As the devise of the property fails, I would expect the tax consequences envisaged in the will instructions to fall away also.

Regrettably, it looks like a Carr-Glynn v Freestons (1999) situation, whereby the drafting solicitors may be liable to the disappointed beneficiary(s) for any loss they suffer (including any liability for IHT). Whilst the disappointed beneficiaries will be required to try and mitigate their loss, the residuary beneficiaries cannot be compelled to surrender any of their entitlement (despite any potential “windfall”).

However, as the property is in Ireland, what is the default position for joint ownership of land? In some jurisdictions it is a tenancy in common, rather than a joint tenancy. If the former applies then the property may pass under the terms of the will (unless there are more specific requirements for devising land in the Republic).

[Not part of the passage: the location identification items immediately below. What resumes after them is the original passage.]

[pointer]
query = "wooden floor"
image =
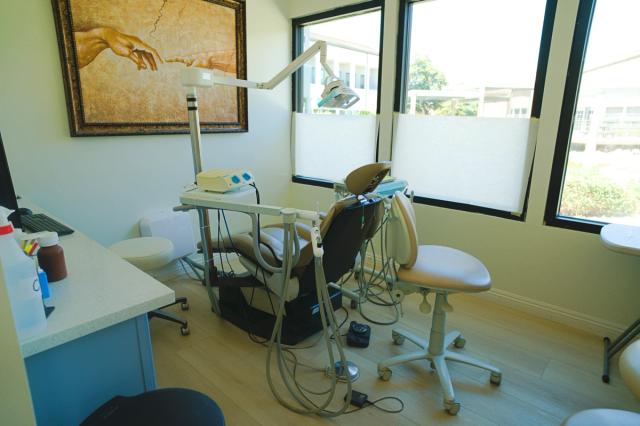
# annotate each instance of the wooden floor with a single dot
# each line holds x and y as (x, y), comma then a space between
(549, 370)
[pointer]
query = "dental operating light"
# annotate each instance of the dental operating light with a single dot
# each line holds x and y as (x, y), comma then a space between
(335, 95)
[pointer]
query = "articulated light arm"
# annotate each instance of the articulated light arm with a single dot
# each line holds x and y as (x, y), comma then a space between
(200, 77)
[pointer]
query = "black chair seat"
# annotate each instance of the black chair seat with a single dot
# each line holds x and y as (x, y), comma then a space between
(162, 407)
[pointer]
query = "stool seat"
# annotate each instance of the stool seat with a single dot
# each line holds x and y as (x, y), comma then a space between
(630, 367)
(603, 417)
(146, 253)
(446, 268)
(162, 407)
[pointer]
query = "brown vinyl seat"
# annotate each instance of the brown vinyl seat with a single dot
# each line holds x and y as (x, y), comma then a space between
(348, 223)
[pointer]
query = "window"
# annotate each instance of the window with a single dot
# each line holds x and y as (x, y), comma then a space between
(596, 170)
(373, 79)
(329, 143)
(361, 77)
(472, 79)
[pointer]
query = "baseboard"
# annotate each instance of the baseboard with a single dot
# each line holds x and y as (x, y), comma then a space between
(551, 312)
(587, 323)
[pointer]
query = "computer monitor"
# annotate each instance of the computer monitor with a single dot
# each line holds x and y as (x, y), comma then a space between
(8, 197)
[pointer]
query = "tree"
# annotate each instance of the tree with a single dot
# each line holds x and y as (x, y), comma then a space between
(423, 75)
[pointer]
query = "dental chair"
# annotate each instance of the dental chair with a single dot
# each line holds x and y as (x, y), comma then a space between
(431, 269)
(250, 301)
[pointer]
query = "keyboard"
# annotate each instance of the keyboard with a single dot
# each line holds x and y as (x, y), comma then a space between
(41, 222)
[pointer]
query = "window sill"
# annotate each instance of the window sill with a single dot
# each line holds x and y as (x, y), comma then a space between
(312, 181)
(575, 224)
(468, 208)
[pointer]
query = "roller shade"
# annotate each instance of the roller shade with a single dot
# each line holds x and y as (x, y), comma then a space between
(328, 146)
(484, 162)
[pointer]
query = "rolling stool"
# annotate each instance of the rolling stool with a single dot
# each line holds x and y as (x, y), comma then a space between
(162, 407)
(630, 371)
(147, 254)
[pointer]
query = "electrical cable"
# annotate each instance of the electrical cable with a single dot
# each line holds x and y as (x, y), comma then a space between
(329, 323)
(376, 402)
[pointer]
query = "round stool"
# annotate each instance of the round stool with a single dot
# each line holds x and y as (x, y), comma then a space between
(630, 372)
(147, 254)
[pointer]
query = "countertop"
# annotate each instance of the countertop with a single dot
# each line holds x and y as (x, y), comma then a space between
(101, 290)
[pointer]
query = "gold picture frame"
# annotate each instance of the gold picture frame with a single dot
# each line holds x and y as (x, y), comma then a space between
(121, 63)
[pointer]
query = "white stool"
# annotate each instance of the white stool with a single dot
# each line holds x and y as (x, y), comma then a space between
(630, 372)
(147, 254)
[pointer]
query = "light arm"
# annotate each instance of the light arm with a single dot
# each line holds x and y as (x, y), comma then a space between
(200, 77)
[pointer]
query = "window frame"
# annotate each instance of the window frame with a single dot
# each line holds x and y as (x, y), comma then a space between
(297, 25)
(582, 30)
(402, 66)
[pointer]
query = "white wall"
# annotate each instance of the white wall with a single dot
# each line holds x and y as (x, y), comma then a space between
(568, 269)
(103, 185)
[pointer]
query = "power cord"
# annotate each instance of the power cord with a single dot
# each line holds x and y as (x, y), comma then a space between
(375, 403)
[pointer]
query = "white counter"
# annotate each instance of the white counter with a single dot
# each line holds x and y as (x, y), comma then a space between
(100, 290)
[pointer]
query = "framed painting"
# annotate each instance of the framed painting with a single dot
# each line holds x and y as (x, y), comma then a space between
(122, 60)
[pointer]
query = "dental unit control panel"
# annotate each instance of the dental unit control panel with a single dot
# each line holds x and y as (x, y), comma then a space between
(223, 180)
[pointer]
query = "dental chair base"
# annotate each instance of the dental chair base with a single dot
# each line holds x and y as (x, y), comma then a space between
(435, 350)
(302, 318)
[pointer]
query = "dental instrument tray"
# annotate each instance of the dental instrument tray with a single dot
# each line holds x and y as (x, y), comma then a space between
(223, 180)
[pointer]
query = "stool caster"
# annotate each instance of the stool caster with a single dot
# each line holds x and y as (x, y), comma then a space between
(384, 374)
(398, 339)
(460, 342)
(452, 407)
(496, 379)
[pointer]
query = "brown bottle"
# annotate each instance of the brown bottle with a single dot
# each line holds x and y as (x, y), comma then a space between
(51, 257)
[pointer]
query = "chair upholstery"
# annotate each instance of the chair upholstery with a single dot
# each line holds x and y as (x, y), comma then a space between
(361, 180)
(250, 300)
(630, 367)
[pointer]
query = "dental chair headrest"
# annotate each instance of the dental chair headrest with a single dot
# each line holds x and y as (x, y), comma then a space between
(366, 178)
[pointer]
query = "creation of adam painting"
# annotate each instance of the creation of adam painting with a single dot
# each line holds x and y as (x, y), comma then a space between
(122, 61)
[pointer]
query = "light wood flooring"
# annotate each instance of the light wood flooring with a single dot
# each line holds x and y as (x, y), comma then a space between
(549, 370)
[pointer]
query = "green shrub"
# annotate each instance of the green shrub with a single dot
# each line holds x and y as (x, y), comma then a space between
(592, 195)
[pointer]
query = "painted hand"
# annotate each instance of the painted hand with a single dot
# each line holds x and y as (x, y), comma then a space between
(223, 60)
(90, 43)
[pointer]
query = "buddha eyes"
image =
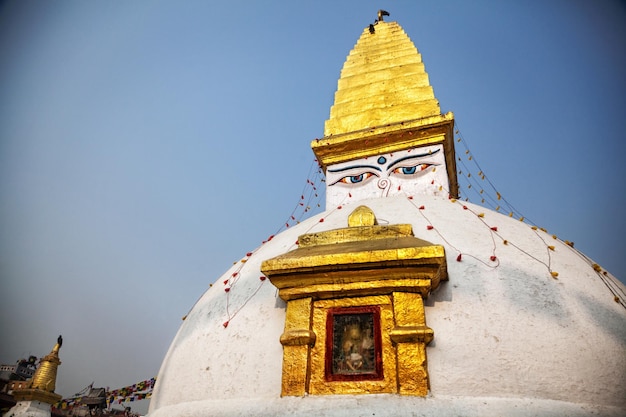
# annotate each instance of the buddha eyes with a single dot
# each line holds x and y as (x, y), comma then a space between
(355, 179)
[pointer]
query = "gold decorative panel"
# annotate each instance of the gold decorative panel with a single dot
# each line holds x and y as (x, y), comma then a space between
(355, 321)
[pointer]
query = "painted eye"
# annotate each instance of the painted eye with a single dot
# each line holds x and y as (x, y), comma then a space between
(412, 169)
(355, 179)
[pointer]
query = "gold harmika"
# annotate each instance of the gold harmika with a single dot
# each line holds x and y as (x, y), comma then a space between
(339, 278)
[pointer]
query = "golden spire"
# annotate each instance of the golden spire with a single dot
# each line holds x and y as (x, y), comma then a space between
(41, 386)
(384, 103)
(46, 374)
(383, 81)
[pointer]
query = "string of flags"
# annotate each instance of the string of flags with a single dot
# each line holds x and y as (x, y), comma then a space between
(135, 392)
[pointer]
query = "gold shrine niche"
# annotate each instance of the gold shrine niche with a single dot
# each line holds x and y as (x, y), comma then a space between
(355, 321)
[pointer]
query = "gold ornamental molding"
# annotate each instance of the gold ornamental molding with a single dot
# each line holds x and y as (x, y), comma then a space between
(355, 321)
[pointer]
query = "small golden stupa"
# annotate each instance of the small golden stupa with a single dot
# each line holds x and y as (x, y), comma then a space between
(41, 386)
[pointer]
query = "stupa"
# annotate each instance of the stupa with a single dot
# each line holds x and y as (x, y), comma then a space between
(37, 398)
(400, 299)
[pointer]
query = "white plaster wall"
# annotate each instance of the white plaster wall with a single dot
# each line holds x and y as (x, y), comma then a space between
(510, 332)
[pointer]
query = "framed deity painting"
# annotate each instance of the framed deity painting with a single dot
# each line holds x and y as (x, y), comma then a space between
(353, 344)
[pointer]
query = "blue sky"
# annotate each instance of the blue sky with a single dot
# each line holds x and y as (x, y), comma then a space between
(147, 145)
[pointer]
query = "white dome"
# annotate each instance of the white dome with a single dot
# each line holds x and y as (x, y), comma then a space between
(510, 339)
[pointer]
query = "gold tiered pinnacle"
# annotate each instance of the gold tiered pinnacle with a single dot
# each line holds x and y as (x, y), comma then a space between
(382, 82)
(384, 103)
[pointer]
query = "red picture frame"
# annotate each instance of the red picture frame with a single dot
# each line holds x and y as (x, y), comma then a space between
(353, 344)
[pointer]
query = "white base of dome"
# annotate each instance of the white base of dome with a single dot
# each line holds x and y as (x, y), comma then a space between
(386, 406)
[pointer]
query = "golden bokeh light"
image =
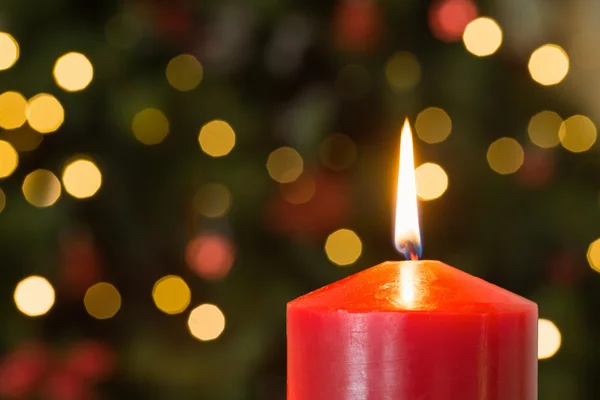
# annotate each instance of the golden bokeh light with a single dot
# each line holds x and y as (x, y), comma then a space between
(213, 200)
(82, 178)
(549, 64)
(184, 72)
(543, 129)
(206, 322)
(402, 71)
(432, 181)
(482, 36)
(505, 156)
(216, 138)
(9, 159)
(41, 188)
(343, 247)
(285, 165)
(433, 125)
(9, 51)
(150, 126)
(73, 72)
(171, 294)
(338, 152)
(12, 110)
(34, 296)
(577, 133)
(549, 339)
(102, 300)
(44, 113)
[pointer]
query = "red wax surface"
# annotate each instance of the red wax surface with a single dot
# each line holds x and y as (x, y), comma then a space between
(412, 330)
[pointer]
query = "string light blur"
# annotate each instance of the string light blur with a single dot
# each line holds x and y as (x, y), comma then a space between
(543, 129)
(34, 296)
(482, 37)
(73, 72)
(432, 181)
(41, 188)
(577, 133)
(12, 110)
(150, 126)
(433, 125)
(206, 322)
(9, 159)
(82, 178)
(171, 294)
(285, 165)
(549, 339)
(343, 247)
(505, 156)
(9, 51)
(44, 113)
(184, 72)
(217, 138)
(549, 64)
(102, 300)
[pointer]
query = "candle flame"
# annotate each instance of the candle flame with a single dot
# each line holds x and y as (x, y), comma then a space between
(407, 236)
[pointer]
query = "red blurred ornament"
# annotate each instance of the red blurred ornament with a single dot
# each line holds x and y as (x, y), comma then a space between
(449, 18)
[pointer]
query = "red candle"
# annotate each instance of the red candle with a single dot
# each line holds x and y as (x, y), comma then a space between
(411, 330)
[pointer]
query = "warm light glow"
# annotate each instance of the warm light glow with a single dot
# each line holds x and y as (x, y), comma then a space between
(549, 339)
(184, 72)
(34, 296)
(407, 237)
(9, 51)
(41, 188)
(82, 178)
(206, 322)
(9, 159)
(102, 301)
(482, 36)
(577, 133)
(549, 64)
(73, 72)
(543, 129)
(432, 181)
(171, 294)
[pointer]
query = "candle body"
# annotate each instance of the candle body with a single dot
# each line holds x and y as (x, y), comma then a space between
(414, 330)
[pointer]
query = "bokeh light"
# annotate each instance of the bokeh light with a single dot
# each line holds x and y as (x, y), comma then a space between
(73, 72)
(338, 152)
(433, 125)
(403, 71)
(432, 181)
(34, 296)
(505, 156)
(150, 126)
(171, 294)
(213, 200)
(343, 247)
(482, 37)
(184, 72)
(44, 113)
(549, 339)
(41, 188)
(285, 165)
(9, 51)
(206, 322)
(543, 129)
(102, 300)
(217, 138)
(82, 178)
(12, 110)
(9, 159)
(549, 64)
(577, 133)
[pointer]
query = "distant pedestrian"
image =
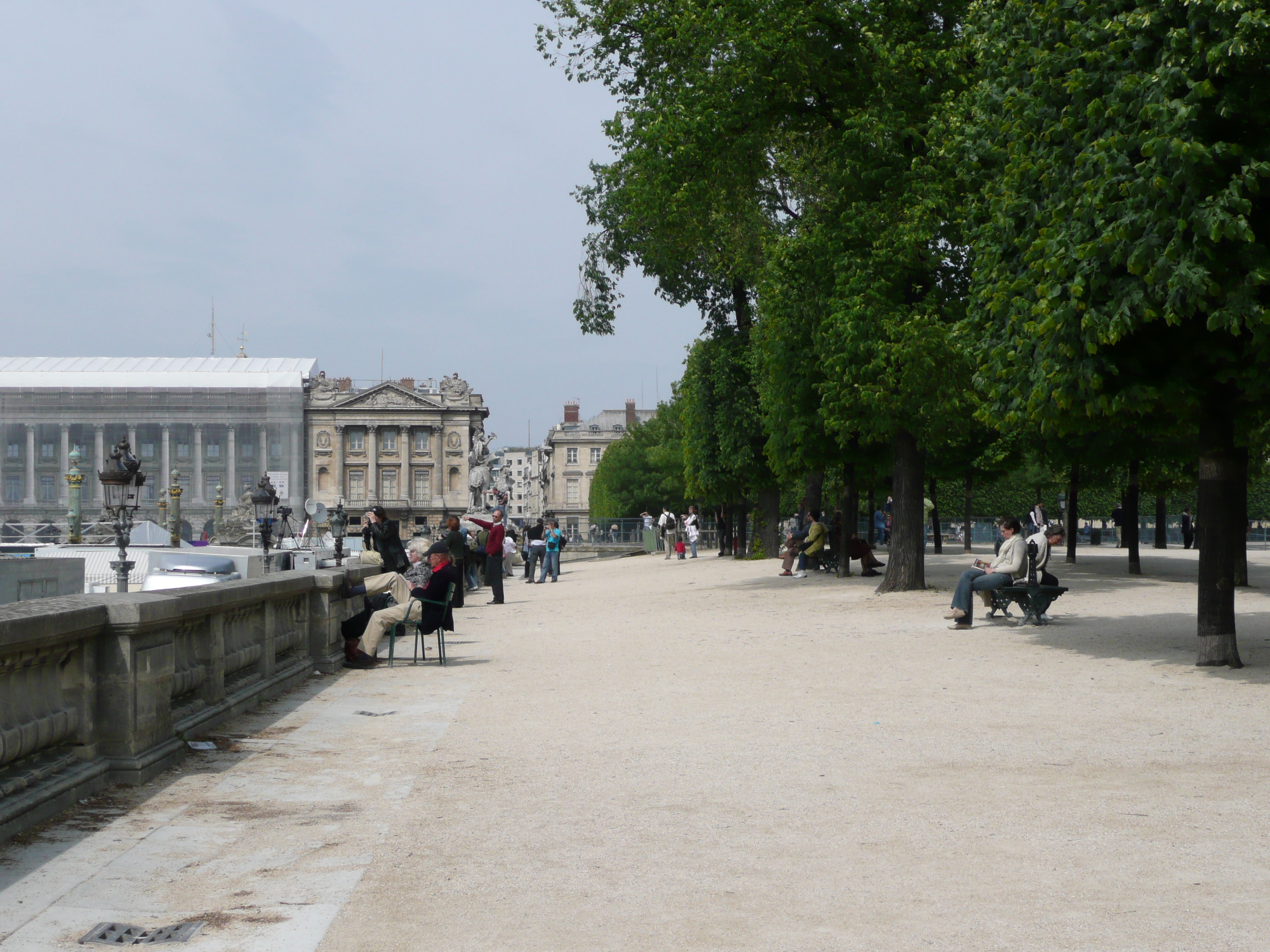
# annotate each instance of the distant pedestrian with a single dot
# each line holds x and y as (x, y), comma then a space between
(537, 550)
(667, 525)
(551, 563)
(692, 527)
(493, 554)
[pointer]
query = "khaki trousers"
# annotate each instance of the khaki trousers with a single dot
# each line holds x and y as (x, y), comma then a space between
(385, 619)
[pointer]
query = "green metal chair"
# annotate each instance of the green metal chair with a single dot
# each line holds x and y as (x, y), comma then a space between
(399, 629)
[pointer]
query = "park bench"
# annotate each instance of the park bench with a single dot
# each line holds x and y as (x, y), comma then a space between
(1032, 597)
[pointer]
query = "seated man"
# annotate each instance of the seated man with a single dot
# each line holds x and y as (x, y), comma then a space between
(1046, 540)
(361, 653)
(1009, 565)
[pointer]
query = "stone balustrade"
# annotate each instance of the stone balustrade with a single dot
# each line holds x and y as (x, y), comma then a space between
(100, 690)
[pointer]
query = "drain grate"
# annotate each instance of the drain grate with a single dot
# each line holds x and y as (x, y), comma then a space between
(125, 935)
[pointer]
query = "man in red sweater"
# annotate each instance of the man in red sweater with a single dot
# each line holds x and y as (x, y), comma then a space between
(493, 554)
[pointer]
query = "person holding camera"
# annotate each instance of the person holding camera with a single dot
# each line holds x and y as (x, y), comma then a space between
(383, 539)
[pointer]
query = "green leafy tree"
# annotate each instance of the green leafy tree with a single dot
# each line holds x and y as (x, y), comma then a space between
(1122, 261)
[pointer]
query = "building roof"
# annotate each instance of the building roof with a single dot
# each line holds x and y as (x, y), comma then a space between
(125, 372)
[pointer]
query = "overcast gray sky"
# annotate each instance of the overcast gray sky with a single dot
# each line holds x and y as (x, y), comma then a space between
(343, 178)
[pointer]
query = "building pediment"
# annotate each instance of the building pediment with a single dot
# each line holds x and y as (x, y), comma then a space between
(387, 397)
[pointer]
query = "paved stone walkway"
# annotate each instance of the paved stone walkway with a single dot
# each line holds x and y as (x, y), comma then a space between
(702, 756)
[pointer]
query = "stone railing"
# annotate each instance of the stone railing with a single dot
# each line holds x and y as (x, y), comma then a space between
(100, 690)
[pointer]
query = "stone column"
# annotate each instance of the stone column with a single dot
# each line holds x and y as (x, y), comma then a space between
(337, 462)
(298, 490)
(406, 452)
(165, 457)
(63, 493)
(232, 489)
(197, 497)
(265, 450)
(31, 465)
(100, 459)
(372, 469)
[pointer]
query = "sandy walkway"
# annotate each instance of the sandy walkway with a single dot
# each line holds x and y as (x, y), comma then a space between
(702, 756)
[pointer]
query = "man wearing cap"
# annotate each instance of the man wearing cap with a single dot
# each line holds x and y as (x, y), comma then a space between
(361, 654)
(493, 554)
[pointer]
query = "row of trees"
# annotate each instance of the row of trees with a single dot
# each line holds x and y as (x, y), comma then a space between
(953, 235)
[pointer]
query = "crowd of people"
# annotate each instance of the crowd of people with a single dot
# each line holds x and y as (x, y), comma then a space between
(470, 552)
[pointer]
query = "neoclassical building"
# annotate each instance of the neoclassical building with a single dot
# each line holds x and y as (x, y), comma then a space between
(406, 447)
(225, 422)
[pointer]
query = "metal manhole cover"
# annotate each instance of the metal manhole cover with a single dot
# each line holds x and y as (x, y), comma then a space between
(125, 935)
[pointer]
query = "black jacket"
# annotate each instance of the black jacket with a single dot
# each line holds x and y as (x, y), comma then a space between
(385, 539)
(435, 591)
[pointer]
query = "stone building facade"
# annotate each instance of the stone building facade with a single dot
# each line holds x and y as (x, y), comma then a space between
(569, 456)
(225, 422)
(215, 421)
(403, 446)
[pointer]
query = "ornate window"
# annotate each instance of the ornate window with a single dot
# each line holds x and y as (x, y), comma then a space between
(357, 486)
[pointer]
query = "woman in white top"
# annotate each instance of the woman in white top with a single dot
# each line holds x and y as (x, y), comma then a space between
(692, 526)
(1010, 564)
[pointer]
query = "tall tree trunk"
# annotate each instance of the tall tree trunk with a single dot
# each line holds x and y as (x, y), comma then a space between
(1218, 502)
(1131, 519)
(769, 535)
(1240, 531)
(814, 489)
(850, 518)
(935, 519)
(1074, 519)
(873, 528)
(906, 565)
(968, 508)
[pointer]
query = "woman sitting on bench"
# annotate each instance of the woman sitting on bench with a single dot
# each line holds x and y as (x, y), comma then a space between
(1010, 564)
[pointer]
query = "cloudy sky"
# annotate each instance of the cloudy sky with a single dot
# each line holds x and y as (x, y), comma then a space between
(345, 179)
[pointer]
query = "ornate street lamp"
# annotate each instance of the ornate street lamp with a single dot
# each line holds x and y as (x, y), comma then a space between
(121, 490)
(75, 514)
(338, 522)
(265, 500)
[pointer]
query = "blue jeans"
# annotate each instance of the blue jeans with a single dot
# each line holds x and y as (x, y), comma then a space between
(550, 564)
(976, 581)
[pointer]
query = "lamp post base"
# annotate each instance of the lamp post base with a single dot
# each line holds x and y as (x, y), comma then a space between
(121, 574)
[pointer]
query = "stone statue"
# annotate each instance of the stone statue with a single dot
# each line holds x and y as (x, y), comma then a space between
(478, 469)
(239, 525)
(323, 391)
(454, 389)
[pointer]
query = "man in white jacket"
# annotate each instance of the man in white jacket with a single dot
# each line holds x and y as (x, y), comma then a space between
(1010, 564)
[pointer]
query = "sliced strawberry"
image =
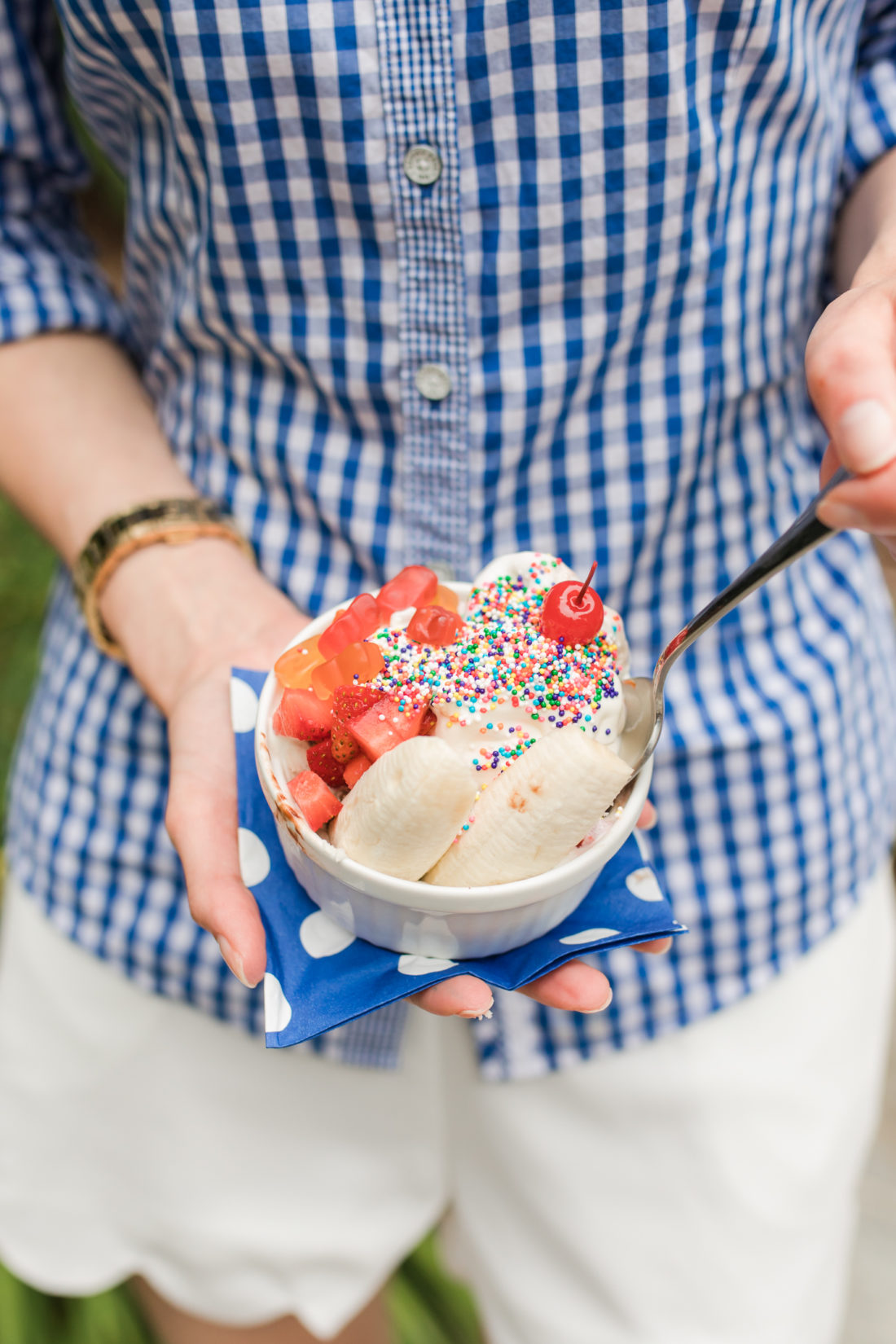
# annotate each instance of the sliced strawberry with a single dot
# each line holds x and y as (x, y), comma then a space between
(343, 744)
(314, 798)
(358, 766)
(302, 715)
(323, 762)
(383, 726)
(349, 702)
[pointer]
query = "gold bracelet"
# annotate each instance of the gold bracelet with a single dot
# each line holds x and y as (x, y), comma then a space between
(168, 522)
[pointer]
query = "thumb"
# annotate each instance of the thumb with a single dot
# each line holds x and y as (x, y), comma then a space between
(852, 378)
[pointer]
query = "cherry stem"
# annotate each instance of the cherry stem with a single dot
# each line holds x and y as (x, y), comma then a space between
(579, 597)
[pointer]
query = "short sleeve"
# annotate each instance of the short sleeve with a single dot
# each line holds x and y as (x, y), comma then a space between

In any event, consideration will need to be given to the implications of the charge for Capital Acquisitions Tax, if any, and the extent to which this may be treated as a credit against UK IHT. As CAT is payable by the recipient of the gift, would this be payable out of the estate even if the gift is specified to be free of inheritance tax (rather than “all taxes” due on the testator’s death)?

Paul Saunders


(patrick moroney) #9

I agree with you Paul that this is a case where the solicitors who drew the will are answerable to the beneficiary of the deceased‘s share of the property by survivorship. Had the deceased been advised to sever the joint tenancy which would’ve been possible in the Republic Of Ireland then his inheritance of a one third share would’ve been free of inheritance tax as it would have been payable out of the residuary estate. Of course I do not know how that would have affected the shares of the other two and whether the first sibling to die’s share was bequeathed to the surviving siblings. Nevertheless a severance would have reduced the inheritance tax liability in the estate I am dealing with so possibly your solicitors are also answerable to my clients. As it happens there is likely to be no CAT liability in respect the property because of the value and the relationship between the deceased and the beneficiary who in any case resides in Northern Ireland and of course there is a double taxation agreement between the Republic and the UK. Finally I have had confirmed by a solicitor in the Republic that the property was held as beneficial joint tenants I am not aware that including the bequest In the will would have the effect of causing a severance of the joint tenancy as I believe both countries have similar law in this respect.